12 Februari 2020 lalu, kamu bilang: "Nanti ke Malang saja mi untuk acara valentine. Uang dinnernya dipake buat itu. Ya, memang nda akan semurah dinner yang 100-200, tapi setidaknya ini seharian jadi lebih berkesan."
Beberapa jam kemudian, aku sudah berada di laman pembayaran tiket kereta ekonomi Surabaya-Malang jam 5 pagi. "Serius ini toh? Saya bayarmi sekarang."
Kamu mengangguk dan pembayaran selesai. Tanggal 22 Februari kita memulai perjalanan sangat tidak terencana itu, dengan bab 2 riset yang terhuyung-huyung di folder menunggu diselesaikan.

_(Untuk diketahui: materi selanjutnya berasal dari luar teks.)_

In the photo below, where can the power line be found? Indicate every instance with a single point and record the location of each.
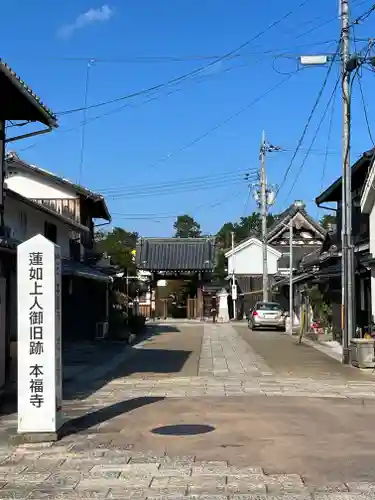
(191, 73)
(331, 99)
(174, 182)
(83, 136)
(116, 110)
(188, 58)
(178, 189)
(328, 142)
(223, 200)
(316, 103)
(221, 124)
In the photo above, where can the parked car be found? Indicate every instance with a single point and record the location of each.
(267, 315)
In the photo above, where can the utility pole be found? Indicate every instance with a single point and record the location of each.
(348, 64)
(263, 210)
(234, 286)
(264, 196)
(347, 247)
(291, 312)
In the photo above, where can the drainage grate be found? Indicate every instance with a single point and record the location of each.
(183, 430)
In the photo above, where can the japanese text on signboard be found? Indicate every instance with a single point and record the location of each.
(36, 323)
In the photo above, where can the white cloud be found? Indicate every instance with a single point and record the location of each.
(92, 16)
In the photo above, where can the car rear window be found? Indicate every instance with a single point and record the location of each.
(269, 306)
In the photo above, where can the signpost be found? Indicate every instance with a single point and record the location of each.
(39, 339)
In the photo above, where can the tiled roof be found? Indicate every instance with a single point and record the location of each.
(12, 85)
(298, 254)
(359, 171)
(73, 268)
(49, 211)
(175, 254)
(285, 217)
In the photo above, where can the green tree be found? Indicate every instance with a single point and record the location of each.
(118, 244)
(327, 221)
(245, 227)
(186, 226)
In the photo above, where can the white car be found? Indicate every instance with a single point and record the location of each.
(267, 315)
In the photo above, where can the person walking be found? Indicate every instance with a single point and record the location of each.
(213, 308)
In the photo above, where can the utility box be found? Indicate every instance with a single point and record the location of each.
(362, 353)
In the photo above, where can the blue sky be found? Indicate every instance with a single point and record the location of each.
(47, 46)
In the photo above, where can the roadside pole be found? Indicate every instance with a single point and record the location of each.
(347, 247)
(348, 64)
(291, 313)
(234, 286)
(263, 208)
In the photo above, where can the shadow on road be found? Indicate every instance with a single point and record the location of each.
(95, 418)
(150, 360)
(88, 365)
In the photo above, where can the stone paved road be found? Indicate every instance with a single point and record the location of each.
(317, 444)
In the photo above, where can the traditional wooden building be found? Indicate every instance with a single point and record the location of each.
(322, 268)
(17, 102)
(247, 257)
(179, 267)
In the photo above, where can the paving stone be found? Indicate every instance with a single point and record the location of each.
(281, 496)
(244, 471)
(16, 492)
(284, 483)
(361, 486)
(47, 494)
(344, 496)
(245, 486)
(58, 480)
(331, 488)
(43, 465)
(182, 471)
(127, 493)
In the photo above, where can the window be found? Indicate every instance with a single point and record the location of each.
(22, 223)
(50, 231)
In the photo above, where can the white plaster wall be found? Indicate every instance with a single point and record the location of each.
(14, 211)
(372, 230)
(249, 260)
(32, 185)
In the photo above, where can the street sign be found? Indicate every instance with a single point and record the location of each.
(39, 336)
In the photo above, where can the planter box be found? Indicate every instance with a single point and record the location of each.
(362, 353)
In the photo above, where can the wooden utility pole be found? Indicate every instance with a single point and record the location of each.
(263, 212)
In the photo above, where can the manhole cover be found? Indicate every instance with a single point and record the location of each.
(183, 430)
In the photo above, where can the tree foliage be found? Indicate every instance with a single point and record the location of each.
(118, 245)
(186, 226)
(244, 228)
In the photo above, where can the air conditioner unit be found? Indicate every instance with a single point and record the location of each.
(101, 330)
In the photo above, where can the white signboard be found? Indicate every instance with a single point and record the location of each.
(39, 336)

Itu pengalaman kamu pertama kalinya naik kereta api. Dua matamu masih memanggil untuk tertutup rapat. Aku paham rasanya. Berangkat jam 4 dari rumah, siapa yang tidak ngantuk, bukan? Tapi itulah kamu, Vincentius Indra Setiadi yang suka tidak terencana. Bahkan dua bulan sebelum perjalan ke Malang kala itu, saat aku lagi homesick mengerikan, tercetuslah ide gila ke Tretes jam 4 sore. Tidak ada persiapan apa-apa, hanya doa motor tidak mogok menanjak tikungan demi tikungan tajam dan bisa makan sate bersama wedang dengan selamat.

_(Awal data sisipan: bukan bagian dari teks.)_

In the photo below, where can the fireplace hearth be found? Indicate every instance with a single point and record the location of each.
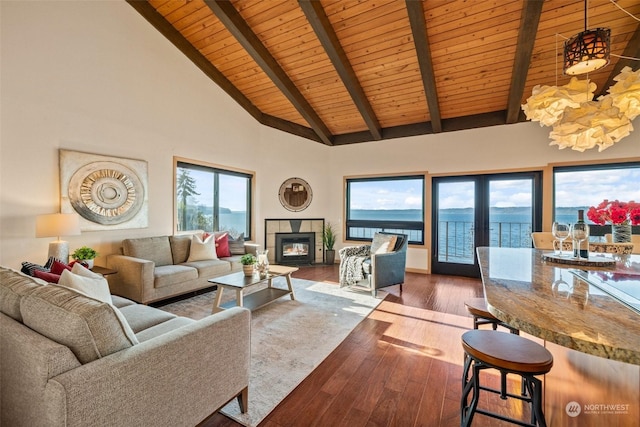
(294, 241)
(295, 248)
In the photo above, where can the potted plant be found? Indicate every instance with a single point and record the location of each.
(329, 239)
(248, 262)
(85, 256)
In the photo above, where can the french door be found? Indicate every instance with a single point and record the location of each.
(498, 210)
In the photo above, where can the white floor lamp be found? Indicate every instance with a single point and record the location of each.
(57, 225)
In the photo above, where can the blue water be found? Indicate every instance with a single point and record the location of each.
(509, 227)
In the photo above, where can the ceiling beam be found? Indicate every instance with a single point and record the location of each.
(234, 23)
(166, 29)
(529, 20)
(322, 26)
(415, 10)
(494, 118)
(632, 50)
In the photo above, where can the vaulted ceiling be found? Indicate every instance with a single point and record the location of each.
(347, 71)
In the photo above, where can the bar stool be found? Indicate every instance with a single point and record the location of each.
(508, 354)
(477, 307)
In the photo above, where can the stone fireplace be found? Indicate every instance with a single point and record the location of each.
(294, 241)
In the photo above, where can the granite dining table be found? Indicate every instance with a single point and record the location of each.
(593, 334)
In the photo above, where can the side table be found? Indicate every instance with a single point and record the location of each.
(103, 270)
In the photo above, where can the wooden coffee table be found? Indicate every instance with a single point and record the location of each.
(239, 282)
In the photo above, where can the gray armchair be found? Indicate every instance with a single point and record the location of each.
(375, 266)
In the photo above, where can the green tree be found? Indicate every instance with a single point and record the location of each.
(186, 187)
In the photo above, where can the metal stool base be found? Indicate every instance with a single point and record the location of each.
(471, 385)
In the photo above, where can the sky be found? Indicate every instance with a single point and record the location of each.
(574, 189)
(577, 189)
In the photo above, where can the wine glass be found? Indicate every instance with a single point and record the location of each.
(580, 233)
(560, 231)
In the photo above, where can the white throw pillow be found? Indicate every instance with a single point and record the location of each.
(383, 243)
(86, 282)
(202, 250)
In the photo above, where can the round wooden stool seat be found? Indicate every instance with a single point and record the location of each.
(508, 354)
(507, 351)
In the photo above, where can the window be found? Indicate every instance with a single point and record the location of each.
(580, 187)
(212, 199)
(393, 204)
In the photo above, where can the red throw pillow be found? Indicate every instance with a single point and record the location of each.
(58, 267)
(222, 245)
(46, 276)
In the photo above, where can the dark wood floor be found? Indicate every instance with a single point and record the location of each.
(401, 366)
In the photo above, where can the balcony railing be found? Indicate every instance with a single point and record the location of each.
(456, 239)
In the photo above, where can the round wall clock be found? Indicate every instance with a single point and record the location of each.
(295, 194)
(106, 192)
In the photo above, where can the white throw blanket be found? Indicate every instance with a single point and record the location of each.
(351, 259)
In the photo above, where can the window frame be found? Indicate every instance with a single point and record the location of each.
(385, 225)
(595, 230)
(179, 162)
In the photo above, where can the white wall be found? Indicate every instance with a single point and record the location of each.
(96, 77)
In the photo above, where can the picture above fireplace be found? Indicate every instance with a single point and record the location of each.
(295, 194)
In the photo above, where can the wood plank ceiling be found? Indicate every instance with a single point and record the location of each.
(347, 71)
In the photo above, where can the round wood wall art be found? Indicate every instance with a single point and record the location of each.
(295, 194)
(106, 192)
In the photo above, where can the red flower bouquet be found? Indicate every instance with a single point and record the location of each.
(615, 212)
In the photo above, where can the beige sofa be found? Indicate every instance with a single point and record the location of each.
(155, 268)
(70, 360)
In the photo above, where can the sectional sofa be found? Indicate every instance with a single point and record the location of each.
(67, 359)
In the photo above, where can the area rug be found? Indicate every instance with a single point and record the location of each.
(289, 339)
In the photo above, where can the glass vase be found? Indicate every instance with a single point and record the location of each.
(621, 233)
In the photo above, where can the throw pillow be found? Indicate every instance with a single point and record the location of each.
(28, 268)
(86, 283)
(236, 246)
(202, 250)
(46, 276)
(383, 243)
(58, 267)
(222, 245)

Malang hujan saat kita tiba. Tapi kamu masih sangat excited. Getaran yang kamu rasakan saat roda kereta melesat di atas rel menyuktikkan jutaan endorphin ke desiran nadimu. Aku tahu rasa itu, karena masih berbekas di ingatanku pada saat aku ke Yogyakarta 2018 lalu. Rasa yang bergejolak indah hingga badai hujan takkan menghentikkannya.
Meski Malang hujan, kamu dengan cermat menyusun ide perjalanan. Yang aku lakukan hanya jadi juru baca maps (re: tidak becus) karena kita tersesat berulang kali. Tapi kamu hanya tersenyum. "Tidak apa-apaji. Inimi yang buat seru."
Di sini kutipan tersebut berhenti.